Rated an All-America City, Bozeman is home to Montana State University and many college-related entertainment destinations. The city is a tourism venue for skiing and other outdoor activities, and visitors can utilize Bozeman Yellowstone International Airport. Livability amenities for residents include Bozeman-Deaconess Hospital and Gallatin Valley Mall.
Along the Clark Fork River and near five mountain ranges is Missoula, home to the University of Montana. The downtown district has many buildings on the National Register of Historic Places, and the city has several microbreweries and hosts an annual River City Roots Festival and a Missoula Marathon.
The only city in Montana with more than 100,000 residents is Billings, a community with a strong economy based largely on a massive regional Bakken oil development. Billings is also the retail and healthcare hub for much of Northern Wyoming and western portions of North Dakota and South Dakota.
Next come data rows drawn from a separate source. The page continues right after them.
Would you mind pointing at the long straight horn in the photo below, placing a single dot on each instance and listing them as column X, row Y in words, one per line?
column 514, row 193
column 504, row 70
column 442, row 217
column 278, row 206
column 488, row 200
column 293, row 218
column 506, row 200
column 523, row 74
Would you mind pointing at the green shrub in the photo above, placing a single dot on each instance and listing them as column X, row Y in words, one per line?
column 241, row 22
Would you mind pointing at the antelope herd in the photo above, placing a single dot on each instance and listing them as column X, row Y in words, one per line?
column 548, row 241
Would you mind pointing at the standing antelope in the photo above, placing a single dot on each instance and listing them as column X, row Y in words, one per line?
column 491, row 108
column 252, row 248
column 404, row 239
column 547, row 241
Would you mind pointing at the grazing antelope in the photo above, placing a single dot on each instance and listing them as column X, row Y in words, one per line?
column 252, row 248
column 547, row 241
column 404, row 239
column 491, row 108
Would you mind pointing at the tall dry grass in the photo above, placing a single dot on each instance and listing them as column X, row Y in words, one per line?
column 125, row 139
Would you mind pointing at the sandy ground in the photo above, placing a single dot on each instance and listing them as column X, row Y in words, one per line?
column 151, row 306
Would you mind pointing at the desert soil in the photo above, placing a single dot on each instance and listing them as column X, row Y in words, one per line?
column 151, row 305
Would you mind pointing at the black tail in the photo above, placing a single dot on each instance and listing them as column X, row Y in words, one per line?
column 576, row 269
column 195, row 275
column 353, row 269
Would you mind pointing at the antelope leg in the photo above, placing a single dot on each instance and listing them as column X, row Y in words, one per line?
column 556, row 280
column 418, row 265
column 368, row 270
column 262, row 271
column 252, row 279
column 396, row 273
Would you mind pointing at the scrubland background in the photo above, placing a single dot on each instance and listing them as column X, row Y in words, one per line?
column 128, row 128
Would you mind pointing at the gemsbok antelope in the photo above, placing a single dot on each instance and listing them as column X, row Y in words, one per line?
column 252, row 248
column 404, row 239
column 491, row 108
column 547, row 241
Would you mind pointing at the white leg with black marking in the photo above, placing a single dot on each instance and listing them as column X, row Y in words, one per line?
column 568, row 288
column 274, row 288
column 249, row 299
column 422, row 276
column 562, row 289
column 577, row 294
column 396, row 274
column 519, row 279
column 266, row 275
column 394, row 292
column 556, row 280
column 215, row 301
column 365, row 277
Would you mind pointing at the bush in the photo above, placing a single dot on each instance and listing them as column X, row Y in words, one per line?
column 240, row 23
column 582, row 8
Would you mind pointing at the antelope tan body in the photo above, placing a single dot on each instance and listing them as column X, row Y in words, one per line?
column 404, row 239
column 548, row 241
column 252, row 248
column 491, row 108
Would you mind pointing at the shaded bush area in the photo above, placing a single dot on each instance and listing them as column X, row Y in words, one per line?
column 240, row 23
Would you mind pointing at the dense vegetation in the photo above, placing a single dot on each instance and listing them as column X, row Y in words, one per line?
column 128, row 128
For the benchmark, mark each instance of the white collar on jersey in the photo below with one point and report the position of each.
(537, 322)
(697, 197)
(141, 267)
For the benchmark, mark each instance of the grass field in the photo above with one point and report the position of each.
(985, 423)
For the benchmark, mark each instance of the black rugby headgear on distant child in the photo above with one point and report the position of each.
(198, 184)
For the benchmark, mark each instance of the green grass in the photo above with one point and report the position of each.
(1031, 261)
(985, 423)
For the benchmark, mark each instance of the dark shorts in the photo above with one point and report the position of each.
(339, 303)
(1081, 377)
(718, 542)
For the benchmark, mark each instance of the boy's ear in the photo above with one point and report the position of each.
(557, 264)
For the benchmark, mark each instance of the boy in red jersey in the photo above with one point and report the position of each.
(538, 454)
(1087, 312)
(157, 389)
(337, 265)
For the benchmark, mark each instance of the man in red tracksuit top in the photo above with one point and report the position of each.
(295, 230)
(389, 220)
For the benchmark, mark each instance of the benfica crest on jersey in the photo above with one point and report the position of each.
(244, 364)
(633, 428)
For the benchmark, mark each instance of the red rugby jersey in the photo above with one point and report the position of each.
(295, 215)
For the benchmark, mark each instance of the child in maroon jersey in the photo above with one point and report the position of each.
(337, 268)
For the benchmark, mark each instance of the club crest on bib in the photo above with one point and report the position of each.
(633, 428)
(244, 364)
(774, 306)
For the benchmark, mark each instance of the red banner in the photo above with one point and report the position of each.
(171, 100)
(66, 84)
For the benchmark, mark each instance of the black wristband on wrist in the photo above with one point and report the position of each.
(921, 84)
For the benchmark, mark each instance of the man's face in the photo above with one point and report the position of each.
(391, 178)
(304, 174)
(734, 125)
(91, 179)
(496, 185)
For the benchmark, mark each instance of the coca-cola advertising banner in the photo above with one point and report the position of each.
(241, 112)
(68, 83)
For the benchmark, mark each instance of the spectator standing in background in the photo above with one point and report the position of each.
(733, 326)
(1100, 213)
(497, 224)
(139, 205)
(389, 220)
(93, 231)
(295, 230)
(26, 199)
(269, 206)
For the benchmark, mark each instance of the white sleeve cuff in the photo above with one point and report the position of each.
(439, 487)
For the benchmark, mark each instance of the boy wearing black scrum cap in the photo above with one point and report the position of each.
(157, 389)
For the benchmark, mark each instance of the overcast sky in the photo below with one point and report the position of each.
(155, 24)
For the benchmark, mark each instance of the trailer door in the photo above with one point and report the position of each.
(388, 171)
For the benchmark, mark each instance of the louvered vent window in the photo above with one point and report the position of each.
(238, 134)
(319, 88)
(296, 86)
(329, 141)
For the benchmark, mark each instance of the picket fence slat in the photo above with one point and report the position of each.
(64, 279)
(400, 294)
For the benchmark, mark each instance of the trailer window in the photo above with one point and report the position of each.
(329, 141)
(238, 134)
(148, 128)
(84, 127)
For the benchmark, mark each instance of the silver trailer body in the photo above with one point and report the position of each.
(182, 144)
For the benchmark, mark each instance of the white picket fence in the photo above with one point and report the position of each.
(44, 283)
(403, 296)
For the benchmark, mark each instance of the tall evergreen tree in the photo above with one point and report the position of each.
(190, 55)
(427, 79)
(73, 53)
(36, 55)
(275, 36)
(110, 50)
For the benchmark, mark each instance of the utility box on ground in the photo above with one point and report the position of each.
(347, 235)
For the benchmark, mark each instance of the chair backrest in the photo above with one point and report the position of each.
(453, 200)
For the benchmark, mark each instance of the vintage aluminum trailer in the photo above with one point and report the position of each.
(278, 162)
Polson is poised on the shores of Flathead Lake, the largest natural freshwater lake in the western United States. Flathead Lake State Park has boating, sailing, fishing and snowmobiling opportunities, and Polson Bay Golf Course is rated four stars. Polson farmers harvest Flathead cherries in July and August.
Whitefish is a tourism destination thanks mainly to a ski resort on Big Mountain called Whitefish Mountain Resort, and the city hosts cultural attractions such as Whitefish Theatre Company and an annual Huckleberry Days Arts Festival. Taste of Whitefish is an annual culinary event that has thrived for 25 years.
Just north of Yellowstone National Park and along the Yellowstone River is Livingston, a city that relies heavily on tourism. The Federation of Fly Fishers is based in Livingston, and the community bills itself as having some of the best trout fishing in the world.
Hamilton is a small-town rural community along Bitterroot River, and residents and tourists can enjoy livability attractions like parks, mountain biking trails, forestland and a growing downtown district. Students have access to Bitterroot College University of Montana, and the economy is strong with research and manufacturing companies.